Estimez-vous qu'une telle application sera acceptée par les Français ?
Même s'ils relèvent avant tout du gouvernement, nous sommes pleinement conscients des enjeux d'acceptabilité de cette application par nos concitoyens. Les enquêtes d'opinion sont à cet égard plutôt encourageantes, même si les Français expriment légitimement des préoccupations. Comme l'a indiqué le Premier ministre, la représentation nationale aura l'occasion d'en débattre très prochainement.
Votre application sera-t-elle interopérable avec tous les smartphones ?
Nous avons fait en sorte qu'elle fonctionne à la fois avec les smartphones Android et IoS (Apple). Un bon niveau d'interopérabilité a ainsi pu être atteint. Il continuera à s'améliorer à mesure que les systèmes d'exploitation des fabricants s'ouvriront.
Comment fonctionne votre application ?
Dans le respect de votre anonymat et sous réserve d'un consentement explicite, l'application vous informe que vous avez été en contact rapproché avec une personne qui a été testée positive au COVID-19. Vous êtes ainsi en mesure, à votre initiative, d'aller vous faire tester et de prendre les toutes les précautions vous permettant de protéger vos proches. Précisons que, pour qu'elle soit véritablement utile, cette application doit être téléchargée par le plus grand nombre de nos concitoyens. Pour les y inciter, il faut leur offrir un maximum de fonctionnalités. C'est pour cela que nous avons développé une solution « de bout en bout », qui couvre non seulement le traçage mais aussi par exemple l'accès aux professionnels de santé pour la gestion des tests.
Quels sont les avantages de cette application pour les autorités sanitaires ?
Elle apportera un précieux support au traçage manuel, qui repose sur un travail d'enquête minutieux et donc gourmand en effectifs. Elle participera ainsi à la réussite du processus de déconfinement.
Finalement qu'est-ce que vous gagnez dans cette opération ?

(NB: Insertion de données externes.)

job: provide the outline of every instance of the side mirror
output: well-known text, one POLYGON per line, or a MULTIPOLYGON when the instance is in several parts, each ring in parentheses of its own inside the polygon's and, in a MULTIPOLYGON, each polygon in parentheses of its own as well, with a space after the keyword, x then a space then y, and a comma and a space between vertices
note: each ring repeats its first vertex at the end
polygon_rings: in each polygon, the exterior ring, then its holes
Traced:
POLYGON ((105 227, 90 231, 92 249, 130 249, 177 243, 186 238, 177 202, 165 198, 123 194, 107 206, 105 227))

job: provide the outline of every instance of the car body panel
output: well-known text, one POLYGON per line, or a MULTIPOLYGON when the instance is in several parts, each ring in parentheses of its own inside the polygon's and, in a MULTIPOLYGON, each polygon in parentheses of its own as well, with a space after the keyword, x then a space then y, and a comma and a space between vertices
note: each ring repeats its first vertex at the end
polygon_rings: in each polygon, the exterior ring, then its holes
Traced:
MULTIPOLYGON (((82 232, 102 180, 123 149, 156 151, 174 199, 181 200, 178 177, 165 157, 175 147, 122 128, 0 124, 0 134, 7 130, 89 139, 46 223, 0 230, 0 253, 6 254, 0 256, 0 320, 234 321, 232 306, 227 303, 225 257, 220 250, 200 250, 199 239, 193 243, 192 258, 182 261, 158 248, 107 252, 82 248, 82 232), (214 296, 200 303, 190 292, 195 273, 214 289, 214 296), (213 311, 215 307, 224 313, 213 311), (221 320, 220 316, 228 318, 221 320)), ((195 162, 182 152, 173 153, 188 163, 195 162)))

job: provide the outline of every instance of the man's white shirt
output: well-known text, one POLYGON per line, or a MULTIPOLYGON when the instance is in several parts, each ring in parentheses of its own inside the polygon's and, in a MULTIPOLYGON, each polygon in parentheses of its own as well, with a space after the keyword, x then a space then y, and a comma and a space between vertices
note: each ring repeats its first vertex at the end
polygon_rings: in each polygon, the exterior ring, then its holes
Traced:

Notre seul moteur a été de mettre les savoir-faire des entreprises de la Tech française au service de la santé de nos concitoyens et de la reprise de l'économie. Dans le domaine du numérique, la France et l'Europe sont souvent perçues à tort comme exclusivement dépendantes des compétences américaines et asiatiques. Nous avions à cœur, dans cette période si particulière, de ne pas rester les bras croisés et de mettre en lumière l'excellence technologique française. Même si notre pays et notre continent ne disposent pas d'un acteur global capable à lui seul de développer une application de ce type dans un délai aussi court, nous avons fait la preuve qu'en réunissant les meilleures expertises publiques et privées, c'était parfaitement à notre portée.
Avez-vous des concurrents ?
Google et Apple ont annoncé récemment leur intention de proposer conjointement une solution de contact tracing. Il reste à voir si elle respecterait les exigences du gouvernement français.
Proposez-vous votre application à d'autres pays ?
Même si nous avons déjà reçu des marques d'intérêt à l'international, je ne crois pas à une application unique, car il faut tenir compte des cultures, des sensibilités et des politiques de santé publique propres à chaque pays. L'important sera d'assurer la meilleure interopérabilité entre les applications nationales. La nôtre est nativement conçue dans cette perspective.